Additionally, Hilton debuted the Curio Collection by Hilton brand in Kenya and the Motto by Hilton brand in Peru. Moreover, Hilton entered into partnerships with AutoCamp and Small Luxury Hotels of the World, enhancing the lodging experiences available to Hilton guests.
Hilton also announced the Waldorf Astoria Residences Dubai Downtown, its first standalone residential property outside the U.S. Additionally, Hampton by Hilton marked a significant milestone with the opening of its 3,000th hotel globally during the quarter. This coincides with the brand’s 40th anniversary, entry into its 40th country, and its expected debut on its fifth continent, Africa, later this year.
During the first quarter, Hilton expanded its development pipeline by 29,800 rooms. As of March 31, the company’s pipeline comprised approximately 3,380 hotels, totaling 472,300 rooms across 119 countries and territories. Notably, this includes 31 countries and territories where Hilton had no existing hotels.

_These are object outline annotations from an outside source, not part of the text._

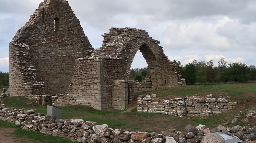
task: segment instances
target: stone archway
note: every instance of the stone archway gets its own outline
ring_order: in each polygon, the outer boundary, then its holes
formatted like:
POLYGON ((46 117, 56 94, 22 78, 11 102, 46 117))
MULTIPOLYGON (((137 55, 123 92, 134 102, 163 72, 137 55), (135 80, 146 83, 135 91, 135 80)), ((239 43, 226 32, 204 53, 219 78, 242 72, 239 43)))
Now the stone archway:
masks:
POLYGON ((139 50, 151 73, 152 89, 180 86, 184 83, 178 69, 164 54, 160 42, 149 37, 145 30, 112 28, 102 36, 101 48, 91 56, 76 60, 67 94, 53 101, 54 104, 83 104, 100 110, 123 108, 133 94, 134 83, 128 80, 139 50))

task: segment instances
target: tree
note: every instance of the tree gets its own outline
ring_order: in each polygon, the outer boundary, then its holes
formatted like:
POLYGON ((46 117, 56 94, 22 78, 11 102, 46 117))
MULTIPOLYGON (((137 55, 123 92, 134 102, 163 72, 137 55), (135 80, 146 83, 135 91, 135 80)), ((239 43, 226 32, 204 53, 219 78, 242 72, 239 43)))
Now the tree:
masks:
POLYGON ((141 82, 142 79, 142 76, 140 75, 136 75, 134 78, 135 81, 138 81, 139 82, 141 82))
POLYGON ((226 68, 227 62, 225 61, 225 58, 221 58, 218 61, 218 68, 226 68))
POLYGON ((256 67, 254 65, 250 65, 249 68, 251 71, 250 72, 251 80, 254 81, 256 80, 256 67))
POLYGON ((246 82, 250 78, 250 68, 245 63, 229 64, 231 79, 235 82, 246 82))
POLYGON ((196 83, 197 78, 197 72, 196 66, 191 63, 186 65, 184 74, 185 81, 188 84, 193 85, 196 83))
POLYGON ((173 61, 173 62, 174 63, 175 63, 177 65, 177 66, 178 66, 178 68, 180 70, 182 68, 183 66, 181 65, 181 62, 179 60, 176 61, 175 59, 173 61))

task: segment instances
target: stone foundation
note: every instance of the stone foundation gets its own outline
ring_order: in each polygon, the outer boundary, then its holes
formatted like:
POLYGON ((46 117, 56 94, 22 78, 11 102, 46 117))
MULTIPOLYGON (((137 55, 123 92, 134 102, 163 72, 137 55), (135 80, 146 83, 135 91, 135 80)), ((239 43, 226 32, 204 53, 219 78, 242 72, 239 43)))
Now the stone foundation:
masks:
POLYGON ((176 98, 170 100, 155 99, 152 95, 139 96, 137 110, 139 112, 195 117, 218 114, 235 108, 237 102, 226 98, 198 97, 176 98))
POLYGON ((36 103, 38 105, 45 106, 51 105, 52 100, 51 97, 54 95, 37 95, 34 96, 36 103))
POLYGON ((152 82, 151 76, 146 78, 144 81, 139 82, 138 81, 134 82, 134 91, 135 92, 152 90, 152 82))

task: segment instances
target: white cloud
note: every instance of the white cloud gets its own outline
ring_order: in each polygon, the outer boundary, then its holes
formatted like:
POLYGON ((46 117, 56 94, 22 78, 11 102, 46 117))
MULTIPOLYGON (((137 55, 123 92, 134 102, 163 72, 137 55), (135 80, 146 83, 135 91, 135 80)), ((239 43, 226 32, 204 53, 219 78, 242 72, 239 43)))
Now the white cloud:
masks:
POLYGON ((0 58, 0 67, 9 67, 9 57, 0 58))
POLYGON ((221 58, 226 58, 222 55, 210 54, 205 55, 205 59, 206 61, 209 61, 212 60, 219 60, 221 58))

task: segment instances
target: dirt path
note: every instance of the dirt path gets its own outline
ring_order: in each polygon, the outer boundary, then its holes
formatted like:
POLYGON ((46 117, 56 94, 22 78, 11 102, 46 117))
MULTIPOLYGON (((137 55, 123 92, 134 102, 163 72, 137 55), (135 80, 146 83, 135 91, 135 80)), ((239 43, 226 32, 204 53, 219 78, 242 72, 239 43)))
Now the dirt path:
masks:
POLYGON ((11 133, 17 129, 16 128, 0 127, 0 143, 32 143, 25 138, 17 138, 11 133))

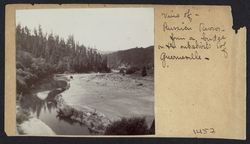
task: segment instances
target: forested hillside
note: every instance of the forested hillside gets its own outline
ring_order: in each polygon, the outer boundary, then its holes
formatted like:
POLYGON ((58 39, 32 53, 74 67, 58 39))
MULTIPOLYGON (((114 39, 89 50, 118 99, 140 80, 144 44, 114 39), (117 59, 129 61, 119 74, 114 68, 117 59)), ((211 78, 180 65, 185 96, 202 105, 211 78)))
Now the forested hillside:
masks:
POLYGON ((107 54, 108 66, 118 68, 120 66, 142 68, 153 67, 154 46, 147 48, 131 48, 107 54))
POLYGON ((42 31, 16 27, 17 93, 54 73, 109 72, 106 56, 79 45, 71 35, 67 40, 42 31))

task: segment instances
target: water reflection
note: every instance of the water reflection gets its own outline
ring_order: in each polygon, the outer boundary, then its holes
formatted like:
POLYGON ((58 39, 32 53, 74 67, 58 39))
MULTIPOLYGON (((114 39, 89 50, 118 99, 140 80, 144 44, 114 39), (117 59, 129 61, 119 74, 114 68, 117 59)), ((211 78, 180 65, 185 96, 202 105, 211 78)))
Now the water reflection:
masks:
POLYGON ((91 133, 86 125, 70 118, 59 117, 57 103, 49 96, 41 100, 35 94, 27 94, 21 100, 20 106, 23 109, 30 110, 34 116, 47 124, 57 135, 86 135, 91 133))
POLYGON ((21 107, 23 109, 29 109, 36 117, 39 118, 42 109, 46 112, 48 110, 51 113, 52 109, 56 109, 56 101, 53 99, 39 99, 35 94, 24 95, 21 101, 21 107))

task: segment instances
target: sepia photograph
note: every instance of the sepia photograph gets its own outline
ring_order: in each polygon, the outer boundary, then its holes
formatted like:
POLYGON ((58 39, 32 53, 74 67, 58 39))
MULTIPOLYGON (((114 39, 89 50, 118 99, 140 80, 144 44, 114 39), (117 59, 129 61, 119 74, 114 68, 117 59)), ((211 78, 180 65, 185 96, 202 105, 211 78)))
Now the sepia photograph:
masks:
POLYGON ((154 9, 16 10, 18 135, 154 135, 154 9))

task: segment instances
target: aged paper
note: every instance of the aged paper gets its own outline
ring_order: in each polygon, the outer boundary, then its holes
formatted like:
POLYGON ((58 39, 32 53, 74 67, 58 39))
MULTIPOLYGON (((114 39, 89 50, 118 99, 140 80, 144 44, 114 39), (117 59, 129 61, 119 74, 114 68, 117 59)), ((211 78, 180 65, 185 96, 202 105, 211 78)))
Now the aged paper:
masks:
POLYGON ((156 131, 245 138, 245 29, 230 7, 155 9, 156 131), (216 17, 215 17, 216 15, 216 17))
POLYGON ((5 131, 16 135, 15 10, 154 8, 155 135, 246 138, 246 29, 232 29, 229 6, 8 5, 5 131))

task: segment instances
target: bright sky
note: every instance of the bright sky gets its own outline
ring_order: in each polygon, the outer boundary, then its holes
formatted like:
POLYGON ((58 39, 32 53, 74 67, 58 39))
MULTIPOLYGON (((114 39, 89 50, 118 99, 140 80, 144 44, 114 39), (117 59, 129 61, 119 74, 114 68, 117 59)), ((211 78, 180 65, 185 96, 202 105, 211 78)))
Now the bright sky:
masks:
POLYGON ((154 44, 153 8, 85 8, 17 10, 16 24, 29 29, 72 34, 79 44, 117 51, 154 44))

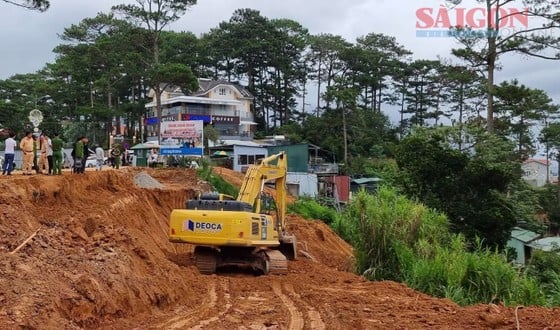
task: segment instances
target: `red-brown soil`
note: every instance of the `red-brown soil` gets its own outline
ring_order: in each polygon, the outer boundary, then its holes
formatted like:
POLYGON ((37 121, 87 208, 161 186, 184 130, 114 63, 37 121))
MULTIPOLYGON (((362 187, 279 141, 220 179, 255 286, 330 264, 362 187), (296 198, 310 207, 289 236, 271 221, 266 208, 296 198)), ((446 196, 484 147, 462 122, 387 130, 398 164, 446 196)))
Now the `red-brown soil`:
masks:
POLYGON ((348 244, 296 216, 303 253, 289 274, 200 275, 167 221, 208 185, 192 170, 148 170, 165 188, 143 189, 138 171, 0 178, 0 329, 560 328, 558 309, 463 308, 366 281, 349 272, 348 244))

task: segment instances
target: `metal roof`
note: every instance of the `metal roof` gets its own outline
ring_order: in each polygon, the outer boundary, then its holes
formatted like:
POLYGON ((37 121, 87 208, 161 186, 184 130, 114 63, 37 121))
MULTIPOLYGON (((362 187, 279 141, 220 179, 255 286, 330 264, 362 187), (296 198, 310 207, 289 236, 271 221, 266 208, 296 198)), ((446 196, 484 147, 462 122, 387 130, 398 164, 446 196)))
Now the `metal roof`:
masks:
POLYGON ((542 251, 552 251, 560 249, 560 237, 545 237, 531 242, 530 247, 542 251))
POLYGON ((521 241, 523 243, 529 243, 531 241, 534 241, 535 239, 541 237, 541 235, 527 230, 527 229, 523 229, 523 228, 519 228, 519 227, 515 227, 513 228, 513 230, 511 231, 511 238, 515 238, 518 241, 521 241))
POLYGON ((379 182, 382 181, 382 179, 380 178, 357 178, 357 179, 352 179, 351 182, 357 183, 357 184, 366 184, 366 183, 371 183, 371 182, 379 182))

Additionally, among the rooms in the development pipeline, 229,700 were under construction, with 267,900 located outside of the U.S.
Positive outlook
Hilton’s outlook incorporates actual share repurchases through the first quarter but excludes the impact of potential share repurchases thereafter.
Moreover, it does not account for the planned acquisition of Graduate Hotels.
2024 projections
- System-wide comparable RevPAR, on a currency-neutral basis, is forecasted to increase between 2 percent and 4 percent compared to 2023.
- Diluted EPS is expected to range between $6.21 and $6.35, with adjusted diluted EPS between $6.89 and $7.03.
- Net income is projected to range from $1.586 billion to $1.621 billion, while adjusted EBITDA is expected to be between $3.375 billion and $3.425 billion.
- Contract acquisition costs and capital expenditures, excluding amounts reimbursed by third parties, are estimated to be between $250 million and $300 million.
- Capital return is anticipated to reach approximately $3 billion.
- General and administrative expenses are forecasted to range between $415 million and $430 million.
- Net unit growth, excluding the impact of the planned acquisition of the Graduate Hotels brand, is projected to be between 6 percent and 6.5 percent.
Second-quarter forecast
- System-wide comparable RevPAR, currency-neutral, is forecasted to rise between 2 percent and 4 percent compared to the second quarter of 2023.
- Diluted EPS is expected to range between $1.74 and $1.80, with adjusted diluted EPS between $1.80 and $1.86.
- Net income is projected to range from $443 million to $457 million, while adjusted EBITDA is expected to be between $890 million and $910 million.
In March, Hilton unveiled a new North American prototype and refreshed global brand identity for Hampton Inn and Hampton Inn & Suites. The prototype’s first hotel is set to open in early 2025.